Elrohir was beside her, offering his hand to help her up. She took it and pulled herself into an upright position. Her cousin was beaming. “That was good!” he said approvingly. “That was very good!”
“But I lost,” she pointed out with a wry grin.
He flashed her a brilliant smile. “That part is what I take care of. Now, your position is effective, but not as effective as it could be.” He demonstrated her first attack position, his torso leaning forward. “It gives the sense of aggression, but puts you way off balance. Take that position -” Snaga took it a bit nervously. “Now, suppose you straighten your upper body…” Elrohir took her shoulder with one hand and pressed his other against her back. Snaga’s eyes widened in surprise, and she found herself staring quite pointedly at the floor to avoid looking at Elrohir.
He pushed her torso into line with her legs. “There. Put about the width of your shoulders between your feet, and bend your knees slightly.” Snaga did as he asked, still looking at the floor. “Look up.” She obeyed. “Now that,” Elrohir said approvingly, “is a good guard position.

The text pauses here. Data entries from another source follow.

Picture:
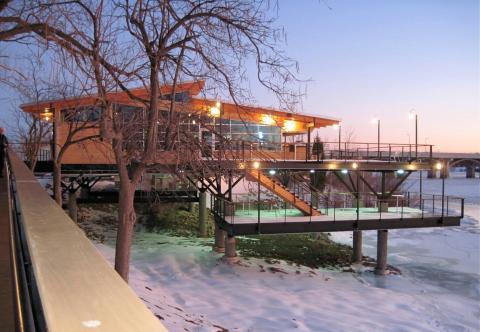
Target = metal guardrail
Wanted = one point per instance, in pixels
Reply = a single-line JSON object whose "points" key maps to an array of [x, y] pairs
{"points": [[63, 283]]}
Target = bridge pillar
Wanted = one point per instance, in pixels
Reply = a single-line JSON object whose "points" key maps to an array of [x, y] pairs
{"points": [[470, 170], [231, 249], [72, 205], [219, 245], [382, 239], [357, 247], [202, 213]]}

You’re balanced, and – look into my eyes. Pretend I’m a foul Orc from the dungeons of Dol Guldur, and you want to kill me; there! – and steady eye contact will let your opponent know you’re not to be messed with.” He smiled. “Now, I want you to try a short fight in that position, just so you get used to it. Your grip is fine, by the way.” He fell into an identical guard position opposite her.
Snaga suddenly realized just how much her muscles were hurting from the fight they had just had…

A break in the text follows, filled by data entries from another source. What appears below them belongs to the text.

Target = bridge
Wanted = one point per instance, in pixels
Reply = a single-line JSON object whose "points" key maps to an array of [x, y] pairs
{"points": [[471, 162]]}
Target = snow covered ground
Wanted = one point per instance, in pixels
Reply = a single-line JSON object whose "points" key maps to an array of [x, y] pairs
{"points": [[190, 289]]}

By the end of the hour and a half, Snaga was aching and smarting all over. She was sure that she had gotten bruises in places where no one else had ever had bruises before. Her entire right arm was limp and weak. “Are you sure you didn’t break my arm?” Snaga asked Elrohir, shaking out the arm in question – in their last fight, he had grabbed it and twisted it in front of her while effectively disarming her.
“Let me see it,” he replied, sheathing his dagger and holding out his hand.
Snaga grinned, slid her own dagger back into its sheath, and gave him her arm. Elrohir laid it across his palm and carefully probed it with his other hand. Snaga felt oddly self-conscious. The room was too quiet all of a sudden, and Elrohir’s eyes and fingers were much too gentle as he checked her arm for injuries. She fidgeted and coughed quietly, wishing both that he would stop holding her arm and that he would never let go of it.
Finally he removed it from its position across his hand. “No breaks,” he assured her, “only a few very large and probably colorful bruises.”
Snaga tried a smile. “And who is to blame for those bruises?” she asked.
Elrohir’s grin was completely disarming. “Alas, I am to blame if you cannot wear sheer sleeves until the bruises fade.” He laughed quietly, and Snaga giggled too. “Let’s go to breakfast, cousin mine.” He slung an arm over her shoulders – why did it feel so wonderfully unsettling to be so near to him? – and led her out of the practice hall.